Where do we go from here?

More funding enables federal agencies to review technology in place, helping them understand whether it's enough to serve as a base layer or if they must revamp the infrastructure entirely. More likely than not, it will be the latter. The SolarWinds breach illustrates how cybercriminals, especially those acting in other countries, often target very basic vulnerabilities and learn to infiltrate them in more sophisticated, collaborative ways.

To better protect against growing threats like these, federal agencies must adopt a Zero Trust mindset. If the new administration is serious about fortifying the nation's cybersecurity, they can't take half measures. Agencies' tech stacks will naturally become an amalgam of cloud, on-prem and hybrid, requiring agencies to think about all assets no matter their location. The NSA and the DOD are "all in" on Zero Trust; the NSA recently released guidelines to help agencies embrace a Zero Trust mindset. At the very least, agencies must deploy simple but impactful solutions, like multi-factor authentication and patching, to protect our most basic vulnerabilities.

The Hafnium attack reveals vulnerabilities similar to SolarWinds, highlighting why cloud adoption should accompany Zero Trust. Nation-state attackers went after an on-prem mail and calendar software, exploiting a vulnerability that's existed for a decade. This type of attack could be prevented by using cloud systems; cloud enables agility, and its shared responsibility security model allows content policies to patch servers while personnel focuses on data and asset protection. Recently, only 6% of respondents in federal positions reported using all-cloud solutions and systems. Another 29% use mostly cloud solutions, and an alarming 10% don't use any at all. With all cloud systems, users can easily update security measures and automatically patch vulnerabilities across a vast network of servers. If agencies stick with on-prem, forgetting to update just a single server can compromise the entire network, which Hafnium proved.

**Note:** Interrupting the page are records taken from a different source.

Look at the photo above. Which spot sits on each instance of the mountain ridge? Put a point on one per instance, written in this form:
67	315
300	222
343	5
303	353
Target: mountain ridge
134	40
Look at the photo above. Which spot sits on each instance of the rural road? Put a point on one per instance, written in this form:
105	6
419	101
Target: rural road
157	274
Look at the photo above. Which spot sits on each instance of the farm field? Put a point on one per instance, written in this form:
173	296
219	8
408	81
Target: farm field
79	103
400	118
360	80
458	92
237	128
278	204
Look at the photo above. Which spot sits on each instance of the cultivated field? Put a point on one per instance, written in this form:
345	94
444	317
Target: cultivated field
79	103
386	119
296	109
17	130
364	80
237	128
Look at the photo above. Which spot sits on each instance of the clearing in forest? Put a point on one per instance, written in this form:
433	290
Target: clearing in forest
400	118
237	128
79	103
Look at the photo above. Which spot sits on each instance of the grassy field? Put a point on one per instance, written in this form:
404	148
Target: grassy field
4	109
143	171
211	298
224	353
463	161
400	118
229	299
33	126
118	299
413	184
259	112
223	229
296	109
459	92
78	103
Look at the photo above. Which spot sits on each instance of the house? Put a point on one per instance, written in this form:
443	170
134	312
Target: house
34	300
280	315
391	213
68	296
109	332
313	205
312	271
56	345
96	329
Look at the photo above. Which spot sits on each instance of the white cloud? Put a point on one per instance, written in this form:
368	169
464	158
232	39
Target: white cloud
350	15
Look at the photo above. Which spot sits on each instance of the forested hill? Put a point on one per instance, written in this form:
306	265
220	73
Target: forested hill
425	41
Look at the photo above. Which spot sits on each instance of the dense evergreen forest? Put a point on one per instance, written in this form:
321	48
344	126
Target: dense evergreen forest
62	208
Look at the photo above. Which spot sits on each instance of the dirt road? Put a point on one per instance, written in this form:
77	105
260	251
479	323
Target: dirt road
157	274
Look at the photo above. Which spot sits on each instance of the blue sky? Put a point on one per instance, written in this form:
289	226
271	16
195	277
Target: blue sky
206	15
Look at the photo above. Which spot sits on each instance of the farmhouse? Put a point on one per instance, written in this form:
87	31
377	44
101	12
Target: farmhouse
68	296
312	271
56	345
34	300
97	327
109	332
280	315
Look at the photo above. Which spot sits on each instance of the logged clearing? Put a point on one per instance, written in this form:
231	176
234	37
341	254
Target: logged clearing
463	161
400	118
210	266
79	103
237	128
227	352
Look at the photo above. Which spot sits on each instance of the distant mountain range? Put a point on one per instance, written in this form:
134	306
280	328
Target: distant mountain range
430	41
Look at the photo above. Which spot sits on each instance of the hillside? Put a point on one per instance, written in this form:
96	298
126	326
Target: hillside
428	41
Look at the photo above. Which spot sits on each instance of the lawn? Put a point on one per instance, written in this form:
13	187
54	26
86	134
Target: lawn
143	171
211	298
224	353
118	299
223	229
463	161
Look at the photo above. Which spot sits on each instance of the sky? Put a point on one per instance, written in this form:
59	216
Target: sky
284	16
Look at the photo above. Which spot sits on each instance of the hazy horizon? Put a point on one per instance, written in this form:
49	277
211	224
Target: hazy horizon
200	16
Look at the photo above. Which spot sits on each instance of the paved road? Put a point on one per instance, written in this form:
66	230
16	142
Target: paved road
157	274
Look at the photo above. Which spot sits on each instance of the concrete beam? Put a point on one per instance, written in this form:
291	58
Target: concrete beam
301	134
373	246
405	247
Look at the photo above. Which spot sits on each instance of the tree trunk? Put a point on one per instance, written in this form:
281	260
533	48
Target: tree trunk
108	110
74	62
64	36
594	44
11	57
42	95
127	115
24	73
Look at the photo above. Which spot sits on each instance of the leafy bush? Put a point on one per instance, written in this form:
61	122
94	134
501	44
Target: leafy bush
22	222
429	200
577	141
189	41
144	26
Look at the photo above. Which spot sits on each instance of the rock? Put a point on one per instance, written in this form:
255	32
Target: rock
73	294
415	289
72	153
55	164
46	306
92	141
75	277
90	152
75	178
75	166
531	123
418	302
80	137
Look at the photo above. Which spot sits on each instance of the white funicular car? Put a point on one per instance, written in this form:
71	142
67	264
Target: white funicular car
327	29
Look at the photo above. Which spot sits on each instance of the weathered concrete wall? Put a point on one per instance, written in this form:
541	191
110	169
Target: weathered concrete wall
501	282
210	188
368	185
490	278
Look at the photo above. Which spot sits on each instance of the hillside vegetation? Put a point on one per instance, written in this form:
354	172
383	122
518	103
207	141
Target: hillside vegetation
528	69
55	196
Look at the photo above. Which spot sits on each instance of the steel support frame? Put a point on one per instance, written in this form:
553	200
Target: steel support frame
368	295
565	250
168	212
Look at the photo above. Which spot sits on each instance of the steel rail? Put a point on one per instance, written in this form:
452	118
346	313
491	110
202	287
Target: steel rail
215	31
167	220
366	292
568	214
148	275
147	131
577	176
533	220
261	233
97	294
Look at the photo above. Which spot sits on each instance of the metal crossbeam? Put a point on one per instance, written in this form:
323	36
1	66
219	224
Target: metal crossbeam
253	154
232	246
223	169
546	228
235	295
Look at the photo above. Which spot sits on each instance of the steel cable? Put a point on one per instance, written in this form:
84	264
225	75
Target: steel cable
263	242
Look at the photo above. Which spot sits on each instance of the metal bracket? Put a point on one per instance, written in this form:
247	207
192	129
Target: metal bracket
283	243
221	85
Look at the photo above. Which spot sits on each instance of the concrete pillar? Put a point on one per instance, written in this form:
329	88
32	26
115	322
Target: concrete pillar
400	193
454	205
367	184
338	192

The Biden administration sends a clear, necessary message: We must leverage the best technology and innovations to tackle problems that threaten us all. A modern, secure IT infrastructure is within reach, and providing agencies with the proper resources to gauge our full capabilities and limitations is mission-critical. We can make tangible progress by leveraging the right technologies, fostering cross-sector collaboration, and adopting the right security mindsets—so long as we remember that modernization is not a one-time task, but rather an ever-evolving ideal to continually work toward.